Helaine I. Fingold, Senior Counsel in the Health Care & Life Sciences practice, in the firm’s Baltimore office, was quoted in AIS Health: Radar on Medicare Advantage, in “Major Changes to EOC Distribution Will Reduce Plan Burden.”

Following is an excerpt:

Of the many plan-friendly changes CMS has made to the Medicare Advantage and Part D program for 2019 and beyond, the latest one is about to save organizations a lot of money and time … not to mention more than a few trees. That is the elimination of the requirement that plans produce and distribute hard copies of their annual evidence of coverage (EOC) documents containing detailed plan and benefits information. Icing on the cake is that they will have an extra two weeks to make those files available to beneficiaries, which will give plans more time to ensure accuracy and likely reduce the need to issue errata sheets, industry experts say.

According to a May 23 notice implementing changes finalized in the 2019 MA and Part D rule published in April, CMS gave plans the option to provide the EOC electronically for enrollee receipt no later than Oct. 15, 2018, when the Annual Election Period (AEP) begins. CMS clarified that the annual notice of coverage (ANOC), which informs enrollees of changes to their plan benefits for the upcoming contract year, must still be sent as a hard copy to enrollees by Sept. 30, when the EOC was formerly required to be in enrollees’ hands as well. Separating the dates of delivery so that the ANOC is received 15 days prior to open enrollment will allow enrollees to “focus on materials that drive decision-making during the AEP,” CMS suggested in the final rule.

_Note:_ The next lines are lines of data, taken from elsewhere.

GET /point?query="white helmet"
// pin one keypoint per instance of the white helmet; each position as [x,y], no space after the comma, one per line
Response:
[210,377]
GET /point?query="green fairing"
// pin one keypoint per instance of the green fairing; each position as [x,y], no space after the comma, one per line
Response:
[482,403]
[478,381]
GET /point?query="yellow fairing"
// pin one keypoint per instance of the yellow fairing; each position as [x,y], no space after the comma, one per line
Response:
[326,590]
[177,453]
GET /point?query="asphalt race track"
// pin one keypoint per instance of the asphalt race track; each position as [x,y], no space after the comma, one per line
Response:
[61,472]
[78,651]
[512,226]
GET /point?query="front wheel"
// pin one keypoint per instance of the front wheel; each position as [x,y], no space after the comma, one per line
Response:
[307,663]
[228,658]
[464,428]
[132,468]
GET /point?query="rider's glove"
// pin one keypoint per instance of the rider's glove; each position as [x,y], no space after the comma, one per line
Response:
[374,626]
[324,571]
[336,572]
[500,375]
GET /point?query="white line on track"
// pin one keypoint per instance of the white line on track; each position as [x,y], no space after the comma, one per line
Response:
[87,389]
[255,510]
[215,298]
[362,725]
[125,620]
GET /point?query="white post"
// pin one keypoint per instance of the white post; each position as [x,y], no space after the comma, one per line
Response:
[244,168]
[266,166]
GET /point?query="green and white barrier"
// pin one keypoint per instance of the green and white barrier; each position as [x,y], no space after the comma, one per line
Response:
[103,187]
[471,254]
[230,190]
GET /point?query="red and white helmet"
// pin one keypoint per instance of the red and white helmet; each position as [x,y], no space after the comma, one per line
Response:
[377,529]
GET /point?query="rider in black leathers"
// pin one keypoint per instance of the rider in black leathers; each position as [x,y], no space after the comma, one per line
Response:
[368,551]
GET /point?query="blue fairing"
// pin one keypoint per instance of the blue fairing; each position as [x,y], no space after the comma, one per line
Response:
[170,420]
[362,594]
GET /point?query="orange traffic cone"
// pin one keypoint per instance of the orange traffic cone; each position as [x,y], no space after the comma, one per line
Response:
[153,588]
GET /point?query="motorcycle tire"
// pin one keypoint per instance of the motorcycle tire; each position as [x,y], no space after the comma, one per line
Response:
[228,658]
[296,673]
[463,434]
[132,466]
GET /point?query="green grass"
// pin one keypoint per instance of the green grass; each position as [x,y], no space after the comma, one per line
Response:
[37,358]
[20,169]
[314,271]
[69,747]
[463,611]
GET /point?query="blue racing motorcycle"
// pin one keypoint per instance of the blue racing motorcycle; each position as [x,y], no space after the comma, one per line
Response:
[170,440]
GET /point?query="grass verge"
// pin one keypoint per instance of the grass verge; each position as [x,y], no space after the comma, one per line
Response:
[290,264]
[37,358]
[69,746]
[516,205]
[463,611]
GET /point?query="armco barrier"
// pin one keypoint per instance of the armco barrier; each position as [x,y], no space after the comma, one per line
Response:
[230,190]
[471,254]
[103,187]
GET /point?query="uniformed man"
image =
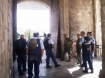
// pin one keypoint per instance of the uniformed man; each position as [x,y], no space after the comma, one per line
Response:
[68,43]
[78,49]
[34,56]
[20,48]
[49,46]
[87,52]
[82,36]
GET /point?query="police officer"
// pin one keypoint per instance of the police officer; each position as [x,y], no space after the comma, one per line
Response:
[78,49]
[82,37]
[49,46]
[20,45]
[34,56]
[87,52]
[68,43]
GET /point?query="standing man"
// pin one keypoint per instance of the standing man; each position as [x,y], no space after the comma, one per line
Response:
[78,49]
[86,45]
[35,51]
[49,45]
[82,35]
[20,50]
[68,43]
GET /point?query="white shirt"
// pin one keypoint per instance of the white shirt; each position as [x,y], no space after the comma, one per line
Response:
[41,43]
[50,41]
[82,40]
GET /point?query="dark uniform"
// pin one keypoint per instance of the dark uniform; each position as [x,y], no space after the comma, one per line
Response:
[78,49]
[67,48]
[20,51]
[87,53]
[49,53]
[34,57]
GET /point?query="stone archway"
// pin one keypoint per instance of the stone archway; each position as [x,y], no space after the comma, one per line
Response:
[54,10]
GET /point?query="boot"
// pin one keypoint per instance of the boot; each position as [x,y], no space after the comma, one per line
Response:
[69,59]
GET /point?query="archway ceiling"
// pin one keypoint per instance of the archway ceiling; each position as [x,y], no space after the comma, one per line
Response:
[31,5]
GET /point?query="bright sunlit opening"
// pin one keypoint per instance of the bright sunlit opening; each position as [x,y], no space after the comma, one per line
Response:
[33,20]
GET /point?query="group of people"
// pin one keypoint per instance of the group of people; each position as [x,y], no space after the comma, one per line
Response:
[85,48]
[35,47]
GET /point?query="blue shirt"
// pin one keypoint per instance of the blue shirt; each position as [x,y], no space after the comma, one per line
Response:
[82,40]
[41,43]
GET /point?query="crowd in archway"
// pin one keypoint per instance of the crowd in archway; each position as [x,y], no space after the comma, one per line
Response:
[34,49]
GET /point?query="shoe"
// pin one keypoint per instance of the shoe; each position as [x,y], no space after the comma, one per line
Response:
[82,65]
[29,76]
[68,61]
[36,76]
[57,65]
[48,67]
[61,59]
[92,71]
[24,71]
[77,62]
[85,71]
[21,74]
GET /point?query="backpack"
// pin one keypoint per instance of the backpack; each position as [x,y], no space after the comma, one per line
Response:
[67,43]
[18,45]
[47,45]
[33,43]
[87,43]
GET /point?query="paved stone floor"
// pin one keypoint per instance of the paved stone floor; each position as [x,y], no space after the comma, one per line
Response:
[67,70]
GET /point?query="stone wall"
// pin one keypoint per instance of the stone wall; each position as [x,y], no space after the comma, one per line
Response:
[5,38]
[46,2]
[80,16]
[75,16]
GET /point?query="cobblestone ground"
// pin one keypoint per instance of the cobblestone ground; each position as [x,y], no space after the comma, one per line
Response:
[67,70]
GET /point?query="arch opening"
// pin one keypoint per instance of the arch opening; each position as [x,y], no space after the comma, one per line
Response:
[32,17]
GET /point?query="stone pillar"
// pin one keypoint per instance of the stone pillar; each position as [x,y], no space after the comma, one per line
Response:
[64,20]
[54,21]
[102,72]
[14,24]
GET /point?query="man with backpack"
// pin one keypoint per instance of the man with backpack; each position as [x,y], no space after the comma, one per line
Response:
[49,45]
[78,49]
[68,43]
[35,50]
[86,46]
[20,49]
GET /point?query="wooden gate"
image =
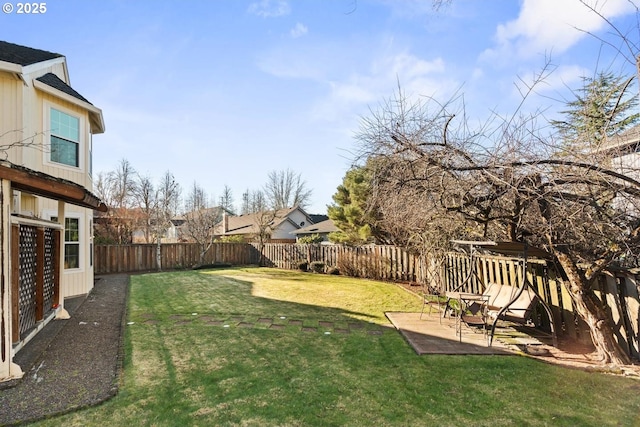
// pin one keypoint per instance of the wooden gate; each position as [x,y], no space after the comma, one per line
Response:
[35,278]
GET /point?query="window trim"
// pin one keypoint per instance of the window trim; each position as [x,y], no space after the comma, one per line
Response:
[81,249]
[82,138]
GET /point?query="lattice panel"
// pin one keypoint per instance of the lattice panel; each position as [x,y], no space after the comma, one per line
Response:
[27,275]
[49,279]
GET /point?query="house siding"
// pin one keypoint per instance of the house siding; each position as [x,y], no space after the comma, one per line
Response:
[10,117]
[75,281]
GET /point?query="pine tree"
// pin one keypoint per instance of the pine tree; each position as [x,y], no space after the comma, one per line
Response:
[602,108]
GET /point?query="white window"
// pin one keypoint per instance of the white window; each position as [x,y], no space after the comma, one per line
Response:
[65,138]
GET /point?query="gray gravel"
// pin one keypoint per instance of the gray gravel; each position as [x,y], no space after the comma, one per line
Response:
[72,363]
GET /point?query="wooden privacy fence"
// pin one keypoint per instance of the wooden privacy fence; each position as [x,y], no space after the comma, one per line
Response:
[618,291]
[371,261]
[142,257]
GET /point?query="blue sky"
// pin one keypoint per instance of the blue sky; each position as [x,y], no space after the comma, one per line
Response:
[223,92]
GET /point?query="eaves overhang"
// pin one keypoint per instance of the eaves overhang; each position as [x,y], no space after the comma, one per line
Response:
[41,184]
[95,114]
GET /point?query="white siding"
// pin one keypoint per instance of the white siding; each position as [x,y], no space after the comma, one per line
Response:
[75,281]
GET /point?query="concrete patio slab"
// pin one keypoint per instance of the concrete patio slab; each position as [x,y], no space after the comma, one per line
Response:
[433,335]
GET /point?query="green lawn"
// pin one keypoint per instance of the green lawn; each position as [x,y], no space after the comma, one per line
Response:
[266,347]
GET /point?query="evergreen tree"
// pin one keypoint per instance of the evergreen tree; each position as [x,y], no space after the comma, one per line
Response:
[349,211]
[602,108]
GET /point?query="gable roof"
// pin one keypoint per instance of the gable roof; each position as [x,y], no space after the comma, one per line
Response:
[250,223]
[56,82]
[323,227]
[22,55]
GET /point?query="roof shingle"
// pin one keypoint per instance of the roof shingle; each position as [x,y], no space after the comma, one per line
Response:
[55,82]
[23,55]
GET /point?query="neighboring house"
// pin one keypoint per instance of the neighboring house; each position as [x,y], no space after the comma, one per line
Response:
[624,151]
[46,130]
[276,226]
[321,229]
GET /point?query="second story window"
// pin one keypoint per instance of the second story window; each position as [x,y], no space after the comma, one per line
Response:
[65,138]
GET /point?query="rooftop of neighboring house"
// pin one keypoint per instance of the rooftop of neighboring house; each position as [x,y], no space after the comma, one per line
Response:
[624,142]
[249,223]
[323,227]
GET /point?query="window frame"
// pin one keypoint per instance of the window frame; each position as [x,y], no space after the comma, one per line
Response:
[49,133]
[78,243]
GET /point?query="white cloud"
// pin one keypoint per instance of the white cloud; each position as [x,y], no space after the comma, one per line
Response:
[552,25]
[299,30]
[562,78]
[270,8]
[417,77]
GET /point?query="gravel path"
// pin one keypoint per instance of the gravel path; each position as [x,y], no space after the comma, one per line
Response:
[71,363]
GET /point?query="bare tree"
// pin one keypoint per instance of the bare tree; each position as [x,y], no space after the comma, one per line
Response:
[285,189]
[146,200]
[226,199]
[118,190]
[200,219]
[166,202]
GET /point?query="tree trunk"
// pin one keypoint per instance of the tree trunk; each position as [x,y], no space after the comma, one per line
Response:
[159,254]
[589,309]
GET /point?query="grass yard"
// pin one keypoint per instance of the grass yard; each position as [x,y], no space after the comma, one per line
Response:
[266,347]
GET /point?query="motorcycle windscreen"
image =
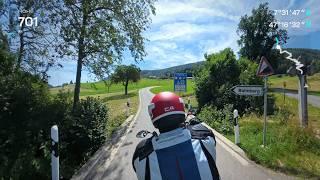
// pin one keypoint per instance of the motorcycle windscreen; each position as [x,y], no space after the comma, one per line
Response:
[178,162]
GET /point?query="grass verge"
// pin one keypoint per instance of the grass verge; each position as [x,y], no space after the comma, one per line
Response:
[292,83]
[116,102]
[290,149]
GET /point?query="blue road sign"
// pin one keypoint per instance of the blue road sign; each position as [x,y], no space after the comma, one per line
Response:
[180,82]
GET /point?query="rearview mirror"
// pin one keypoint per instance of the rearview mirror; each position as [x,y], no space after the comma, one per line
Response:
[142,134]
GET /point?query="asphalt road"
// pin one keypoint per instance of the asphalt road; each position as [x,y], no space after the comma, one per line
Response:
[230,164]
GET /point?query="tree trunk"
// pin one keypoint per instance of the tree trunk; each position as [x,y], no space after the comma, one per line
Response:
[81,55]
[21,48]
[76,96]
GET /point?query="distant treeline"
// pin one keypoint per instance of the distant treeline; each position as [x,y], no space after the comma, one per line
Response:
[307,56]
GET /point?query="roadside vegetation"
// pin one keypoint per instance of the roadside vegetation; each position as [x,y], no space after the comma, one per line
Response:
[292,83]
[289,147]
[29,108]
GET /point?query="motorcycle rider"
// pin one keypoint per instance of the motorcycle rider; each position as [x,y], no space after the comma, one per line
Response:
[180,151]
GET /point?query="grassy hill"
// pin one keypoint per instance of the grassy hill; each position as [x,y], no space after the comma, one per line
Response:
[168,72]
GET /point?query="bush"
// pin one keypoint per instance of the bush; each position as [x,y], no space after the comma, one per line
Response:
[220,120]
[82,132]
[214,81]
[28,111]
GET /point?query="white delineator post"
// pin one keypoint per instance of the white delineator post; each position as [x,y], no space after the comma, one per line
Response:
[265,99]
[236,126]
[54,152]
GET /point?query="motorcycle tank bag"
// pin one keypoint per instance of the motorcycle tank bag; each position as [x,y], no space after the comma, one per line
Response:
[179,160]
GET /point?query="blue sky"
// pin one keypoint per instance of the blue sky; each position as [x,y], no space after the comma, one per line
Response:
[183,30]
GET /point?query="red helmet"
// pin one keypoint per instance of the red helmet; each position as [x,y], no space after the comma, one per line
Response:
[165,104]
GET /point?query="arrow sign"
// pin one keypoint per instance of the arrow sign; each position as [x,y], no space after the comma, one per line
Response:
[265,68]
[248,90]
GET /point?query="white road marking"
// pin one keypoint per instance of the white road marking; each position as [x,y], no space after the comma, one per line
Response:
[124,137]
[243,161]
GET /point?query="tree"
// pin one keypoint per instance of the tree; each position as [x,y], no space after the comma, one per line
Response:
[214,81]
[258,32]
[124,74]
[33,42]
[97,32]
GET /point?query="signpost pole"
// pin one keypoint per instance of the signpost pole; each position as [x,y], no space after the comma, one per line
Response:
[265,109]
[236,127]
[54,153]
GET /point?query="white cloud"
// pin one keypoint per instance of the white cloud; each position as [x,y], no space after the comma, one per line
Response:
[183,30]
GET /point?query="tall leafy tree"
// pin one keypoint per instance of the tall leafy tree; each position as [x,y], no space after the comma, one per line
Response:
[97,32]
[125,74]
[258,32]
[31,40]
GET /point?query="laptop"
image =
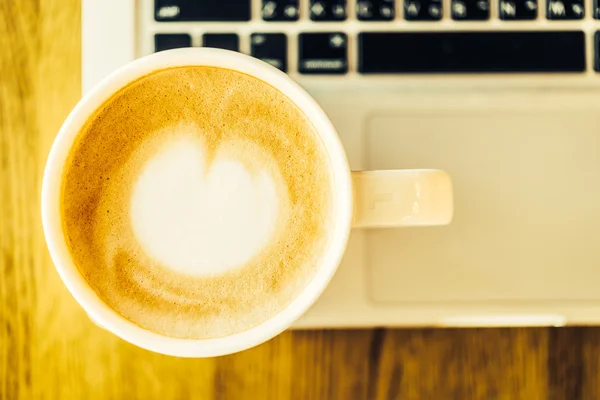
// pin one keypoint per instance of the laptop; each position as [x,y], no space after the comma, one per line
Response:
[502,94]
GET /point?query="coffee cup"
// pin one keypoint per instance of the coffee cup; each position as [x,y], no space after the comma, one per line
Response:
[362,199]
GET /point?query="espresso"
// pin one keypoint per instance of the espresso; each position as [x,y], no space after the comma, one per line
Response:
[197,202]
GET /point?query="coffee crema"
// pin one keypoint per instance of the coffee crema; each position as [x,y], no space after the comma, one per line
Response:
[197,202]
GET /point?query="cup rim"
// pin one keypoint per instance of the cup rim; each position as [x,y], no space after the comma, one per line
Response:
[111,320]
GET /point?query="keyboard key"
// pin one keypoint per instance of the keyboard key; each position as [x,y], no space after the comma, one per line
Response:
[565,9]
[227,41]
[597,51]
[202,10]
[323,53]
[375,10]
[423,10]
[327,10]
[518,9]
[470,10]
[169,41]
[271,48]
[280,10]
[463,52]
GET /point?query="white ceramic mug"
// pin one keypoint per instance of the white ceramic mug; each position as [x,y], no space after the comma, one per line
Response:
[362,199]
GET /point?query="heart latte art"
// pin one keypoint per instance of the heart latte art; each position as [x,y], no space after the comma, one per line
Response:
[204,219]
[197,202]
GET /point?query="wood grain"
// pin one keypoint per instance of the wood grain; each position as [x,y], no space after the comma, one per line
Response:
[50,350]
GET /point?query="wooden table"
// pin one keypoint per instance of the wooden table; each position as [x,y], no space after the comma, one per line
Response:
[49,348]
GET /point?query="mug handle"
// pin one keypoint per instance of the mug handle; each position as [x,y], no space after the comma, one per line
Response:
[396,198]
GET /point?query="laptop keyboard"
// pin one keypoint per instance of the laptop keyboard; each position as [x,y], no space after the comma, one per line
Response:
[335,37]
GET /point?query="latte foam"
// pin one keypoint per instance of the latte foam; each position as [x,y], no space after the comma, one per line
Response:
[197,202]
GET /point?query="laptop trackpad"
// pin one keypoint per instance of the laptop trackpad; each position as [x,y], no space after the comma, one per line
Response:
[527,207]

“It’s not a huge area but it really is a significant change and shows CMS trying to bring Medicare and certainly the Medicare Advantage plans more into the electronic age,” remarks Helaine Fingold, a senior counsel in the Health Care and Life Sciences practice in the Baltimore office of Epstein Becker Green. “It’s definitely a win for plans.” …

CMS Will Expect More Accurate EOCs …

“CMS has always had an expectation of accuracy, so I believe that will continue,” weighs in Fingold. “They’ve always enforced and come after the plans when there have been errors regardless, so I think this gives the plans even less of an excuse. But CMS has always taken a hard line in addressing errors in these materials.”

And while the new electronic delivery option and extended deadline don’t necessarily come with new compliance risks, a potential challenge for plans will be how to communicate the changes to beneficiaries to avoid confusion and formal complaints.

“There may be complaints or things where people aren’t necessarily understanding the new approach; it might take some time for enrollees” to figure out how to obtain the document online or that they need to request a hard copy, suggests Fingold.

“You may have to make [the EOC] available on the 15th but enrollees can find their way to the website and may be looking for it on the 5th and calling to say they can’t find it. So, managing the enrollees’ expectations to make sure that they understand the timing and the process is probably going to be the largest challenge, and I think plans may want to do a little more handholding around those things,” she says.